A advogada especialista em Direito Condominial Dra. Luciana Borges, afirma que ao se adquirir um imóvel situado em condomínios, além da fração ideal particular, o proprietário também adquire a fração ideal da área comum, dado sua natureza indissolúvel. Sendo assim, não se pode impedir um coproprietário de usufruir de um bem pelo qual pagou. O direito de propriedade é uma garantia constitucional (Inciso XXII do artigo 5º da Constituição Federal) e não poderá ser restringida por Convenções e Regimentos Internos.
Outro ponto que devemos esclarecer é quanto à relação locatícia. Na verdade, existem duas situações jurídicas distintas: direito de propriedade (ônus e bônus) e cessão do usufruto. O locador e proprietário do imóvel é o responsável pela taxa do condomínio, já que esta é inerente ao bem e se vincula a ele. Por isso, as cobranças devem ser direcionadas ao dono do imóvel. Todavia, quando há um contrato de aluguel, conforme Lei do Inquilinato (Inciso XII do artigo 23, Lei 8.245/91), o inquilino passa a ser responsável pelo pagamento das taxas ordinárias do condomínio. No entanto, essa é uma relação contratual entre locador e locatário, e não se confunde com a relação de propriedade do bem e taxas vinculadas de natureza “propter rem” (inerente à coisa), como é o caso do imóvel e sua taxa de condomínio.
Em outras palavras, o dono do imóvel é o titular da taxa condominial, e as cobranças devem ser dirigidas a ele. Mesmo o inquilino sendo responsável pela taxa ordinária durante o contrato de aluguel, o condomínio deve cobrar do proprietário, e este poderá depois cobrar do inquilino.
Independente de ser inquilino ou proprietário, o morador não poderá ser impedido de frequentar áreas comuns do condomínio por falta de pagamento da taxa condominial. Como dito, as punições aplicáveis nessa situação são de caráter pecuniário.
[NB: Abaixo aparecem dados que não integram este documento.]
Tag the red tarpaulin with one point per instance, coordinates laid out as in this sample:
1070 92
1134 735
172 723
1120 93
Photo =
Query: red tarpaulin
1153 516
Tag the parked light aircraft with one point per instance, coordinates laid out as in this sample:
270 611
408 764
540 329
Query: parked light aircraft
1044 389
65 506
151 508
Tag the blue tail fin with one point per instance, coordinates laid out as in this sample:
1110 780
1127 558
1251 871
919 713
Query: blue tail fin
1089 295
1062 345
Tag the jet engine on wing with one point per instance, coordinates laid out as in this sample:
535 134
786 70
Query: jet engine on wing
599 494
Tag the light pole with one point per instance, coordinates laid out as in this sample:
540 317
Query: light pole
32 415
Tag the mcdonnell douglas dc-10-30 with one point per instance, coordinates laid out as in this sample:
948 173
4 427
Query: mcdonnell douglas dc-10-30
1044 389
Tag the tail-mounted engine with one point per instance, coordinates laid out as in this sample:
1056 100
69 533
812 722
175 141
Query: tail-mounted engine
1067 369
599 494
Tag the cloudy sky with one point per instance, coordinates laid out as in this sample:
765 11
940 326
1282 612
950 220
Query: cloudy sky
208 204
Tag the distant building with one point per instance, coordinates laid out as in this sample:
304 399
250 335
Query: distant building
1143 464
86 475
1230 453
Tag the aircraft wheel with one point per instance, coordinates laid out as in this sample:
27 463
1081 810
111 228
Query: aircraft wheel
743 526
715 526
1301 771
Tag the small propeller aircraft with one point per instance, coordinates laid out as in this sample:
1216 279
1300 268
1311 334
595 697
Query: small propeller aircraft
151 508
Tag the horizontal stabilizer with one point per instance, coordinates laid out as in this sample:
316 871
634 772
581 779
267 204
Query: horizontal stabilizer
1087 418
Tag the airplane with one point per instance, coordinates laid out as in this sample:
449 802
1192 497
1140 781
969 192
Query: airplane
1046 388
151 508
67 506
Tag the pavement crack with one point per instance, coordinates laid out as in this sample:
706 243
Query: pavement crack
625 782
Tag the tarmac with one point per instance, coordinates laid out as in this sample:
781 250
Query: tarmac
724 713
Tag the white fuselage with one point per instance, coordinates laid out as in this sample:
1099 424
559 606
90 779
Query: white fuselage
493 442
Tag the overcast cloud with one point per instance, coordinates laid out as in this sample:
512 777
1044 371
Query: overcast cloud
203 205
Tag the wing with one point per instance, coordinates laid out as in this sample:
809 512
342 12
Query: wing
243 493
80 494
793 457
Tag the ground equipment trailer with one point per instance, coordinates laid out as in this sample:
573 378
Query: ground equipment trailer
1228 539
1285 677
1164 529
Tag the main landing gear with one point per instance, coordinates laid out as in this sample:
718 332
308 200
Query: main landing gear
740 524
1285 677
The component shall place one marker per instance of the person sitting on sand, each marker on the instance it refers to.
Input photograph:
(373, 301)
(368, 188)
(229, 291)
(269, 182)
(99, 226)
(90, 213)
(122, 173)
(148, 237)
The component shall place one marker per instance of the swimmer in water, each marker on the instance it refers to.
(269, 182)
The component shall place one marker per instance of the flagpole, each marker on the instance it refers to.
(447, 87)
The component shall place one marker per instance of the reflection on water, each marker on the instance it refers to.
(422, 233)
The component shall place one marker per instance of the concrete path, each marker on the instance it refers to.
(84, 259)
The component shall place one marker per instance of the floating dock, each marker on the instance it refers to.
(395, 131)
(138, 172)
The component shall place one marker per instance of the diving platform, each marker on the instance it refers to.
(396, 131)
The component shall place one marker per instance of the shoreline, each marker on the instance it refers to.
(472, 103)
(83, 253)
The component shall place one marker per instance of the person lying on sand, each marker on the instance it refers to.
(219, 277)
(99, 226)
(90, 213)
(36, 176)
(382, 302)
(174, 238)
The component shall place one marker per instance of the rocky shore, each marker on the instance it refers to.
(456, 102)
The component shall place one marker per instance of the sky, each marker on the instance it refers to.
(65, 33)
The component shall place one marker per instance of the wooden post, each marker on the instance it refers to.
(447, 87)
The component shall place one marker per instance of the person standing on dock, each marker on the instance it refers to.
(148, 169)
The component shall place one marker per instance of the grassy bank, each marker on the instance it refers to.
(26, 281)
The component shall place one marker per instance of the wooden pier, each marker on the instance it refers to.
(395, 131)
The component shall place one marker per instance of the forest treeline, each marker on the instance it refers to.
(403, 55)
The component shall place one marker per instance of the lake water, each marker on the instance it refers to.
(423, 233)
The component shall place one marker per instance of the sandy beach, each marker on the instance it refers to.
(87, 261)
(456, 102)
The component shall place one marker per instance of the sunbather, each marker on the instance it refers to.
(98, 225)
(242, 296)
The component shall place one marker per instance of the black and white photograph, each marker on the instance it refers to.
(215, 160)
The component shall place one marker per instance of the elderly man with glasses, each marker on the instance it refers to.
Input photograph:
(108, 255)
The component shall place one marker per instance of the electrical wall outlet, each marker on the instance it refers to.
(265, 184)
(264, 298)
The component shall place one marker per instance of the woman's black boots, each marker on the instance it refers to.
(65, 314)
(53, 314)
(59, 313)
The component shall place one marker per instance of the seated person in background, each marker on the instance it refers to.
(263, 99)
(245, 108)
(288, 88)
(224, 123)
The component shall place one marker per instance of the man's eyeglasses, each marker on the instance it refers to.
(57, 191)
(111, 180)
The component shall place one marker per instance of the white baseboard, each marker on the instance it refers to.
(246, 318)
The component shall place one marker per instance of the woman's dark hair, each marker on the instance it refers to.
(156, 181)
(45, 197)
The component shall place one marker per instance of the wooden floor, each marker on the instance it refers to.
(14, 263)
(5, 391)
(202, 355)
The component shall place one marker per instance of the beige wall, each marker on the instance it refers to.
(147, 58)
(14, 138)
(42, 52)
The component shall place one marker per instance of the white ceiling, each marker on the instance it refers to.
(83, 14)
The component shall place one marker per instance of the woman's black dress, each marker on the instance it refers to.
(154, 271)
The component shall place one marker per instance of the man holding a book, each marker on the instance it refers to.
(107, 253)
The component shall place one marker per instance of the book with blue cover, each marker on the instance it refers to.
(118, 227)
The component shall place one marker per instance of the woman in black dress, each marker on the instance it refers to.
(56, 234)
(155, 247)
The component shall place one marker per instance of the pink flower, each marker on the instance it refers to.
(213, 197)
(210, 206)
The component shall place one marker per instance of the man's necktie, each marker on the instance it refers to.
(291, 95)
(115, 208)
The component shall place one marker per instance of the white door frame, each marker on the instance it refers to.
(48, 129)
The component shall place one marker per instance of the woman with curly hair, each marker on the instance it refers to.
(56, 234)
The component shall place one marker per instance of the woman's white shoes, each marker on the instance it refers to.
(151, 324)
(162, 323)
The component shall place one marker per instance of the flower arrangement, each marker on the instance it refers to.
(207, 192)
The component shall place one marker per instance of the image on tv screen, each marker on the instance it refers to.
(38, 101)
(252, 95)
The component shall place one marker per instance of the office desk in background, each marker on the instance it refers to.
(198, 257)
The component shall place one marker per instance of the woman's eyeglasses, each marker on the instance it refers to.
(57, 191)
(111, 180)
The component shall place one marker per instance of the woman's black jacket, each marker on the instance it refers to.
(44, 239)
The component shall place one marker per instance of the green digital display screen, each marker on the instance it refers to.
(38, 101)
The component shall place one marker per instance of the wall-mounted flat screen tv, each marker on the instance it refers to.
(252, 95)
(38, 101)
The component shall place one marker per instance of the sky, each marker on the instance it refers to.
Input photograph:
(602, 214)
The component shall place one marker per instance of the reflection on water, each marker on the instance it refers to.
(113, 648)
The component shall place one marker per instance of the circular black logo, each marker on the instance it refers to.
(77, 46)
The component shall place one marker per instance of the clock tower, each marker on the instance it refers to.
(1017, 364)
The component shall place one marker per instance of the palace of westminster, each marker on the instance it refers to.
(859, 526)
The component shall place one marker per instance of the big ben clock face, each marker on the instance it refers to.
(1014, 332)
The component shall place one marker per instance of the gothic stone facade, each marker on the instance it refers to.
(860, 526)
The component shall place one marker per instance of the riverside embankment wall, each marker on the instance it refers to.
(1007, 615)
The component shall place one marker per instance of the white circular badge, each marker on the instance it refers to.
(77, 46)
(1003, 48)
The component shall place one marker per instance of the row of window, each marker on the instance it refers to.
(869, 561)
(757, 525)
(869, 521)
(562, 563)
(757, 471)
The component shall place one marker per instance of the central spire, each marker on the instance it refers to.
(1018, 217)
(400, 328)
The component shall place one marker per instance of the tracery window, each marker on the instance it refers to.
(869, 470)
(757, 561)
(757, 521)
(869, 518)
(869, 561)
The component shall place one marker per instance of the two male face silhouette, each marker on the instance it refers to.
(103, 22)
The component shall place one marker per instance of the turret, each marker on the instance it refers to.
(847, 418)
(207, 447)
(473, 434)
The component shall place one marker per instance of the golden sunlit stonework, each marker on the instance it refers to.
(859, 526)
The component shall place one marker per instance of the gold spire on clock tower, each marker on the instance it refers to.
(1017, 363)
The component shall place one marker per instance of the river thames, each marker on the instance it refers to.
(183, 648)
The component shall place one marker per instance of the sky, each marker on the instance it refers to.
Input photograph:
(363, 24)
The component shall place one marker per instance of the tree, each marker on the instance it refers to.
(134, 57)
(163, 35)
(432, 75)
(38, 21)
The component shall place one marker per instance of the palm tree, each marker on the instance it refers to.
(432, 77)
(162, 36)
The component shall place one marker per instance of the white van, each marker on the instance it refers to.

No entanto, para áreas em que requer o pagamento de um valor para utilização, por exemplo, salão de festa, churrasqueira, há alternativas para que não onere ainda mais o condomínio. Se existe uma taxa de uso, certamente gera despesas extras, como o consumo de luz, gás, serviço de limpeza. Para que o condomínio não seja prejudicado e também não crie constrangimentos, uma solução seria o pagamento antecipado dessa taxa pelos condôminos inadimplentes, e os demais poderiam pagar junto com o valor do condomínio do mês subsequente ao uso. Ou ainda, convencionar que o pagamento seja antecipado para todos, sendo uma decisão mais igualitária.
Apesar de ser um tema polêmico, o condomínio não tem o direito de expor o inadimplente. Restrição de uso de área comum, lista de devedores fixadas em elevadores, impedimento de uso dos elevadores, não são permitidos! Inclusive, pode sair caro para o condomínio que insiste nesse tipo de comportamento. No julgamento de um Recurso Especial (REsp 1401815), por exemplo, a Terceira Turma do Superior Tribunal de Justiça (STJ) condenou o condomínio ao pagamento de R$ 10.000,00 (dez mil reais) por danos morais ao inadimplente que foi impedido de utilizar o elevador que dava acesso ao seu imóvel.
Por isso, é sugerido que todas as Convenções e Regimentos Internos com mais de cinco anos de confecção sejam atualizados! Principalmente os que preveem punições ilegais como as tratadas aqui. Expor um morador a uma situação humilhante por inadimplência poderá gerar prejuízos para o condomínio, como o pagamento de indenização por dano moral.
Busque por advogados especializados! Não existem modelos prontos de Convenções e Regimentos Internos. Esses documentos requerem um estudo profundo para cada realidade e um jurídico especializado dará todo o respaldo para alterações adequadas. Encontrar soluções justas e legais para o perfeito andamento do condomínio é sempre a melhor saída.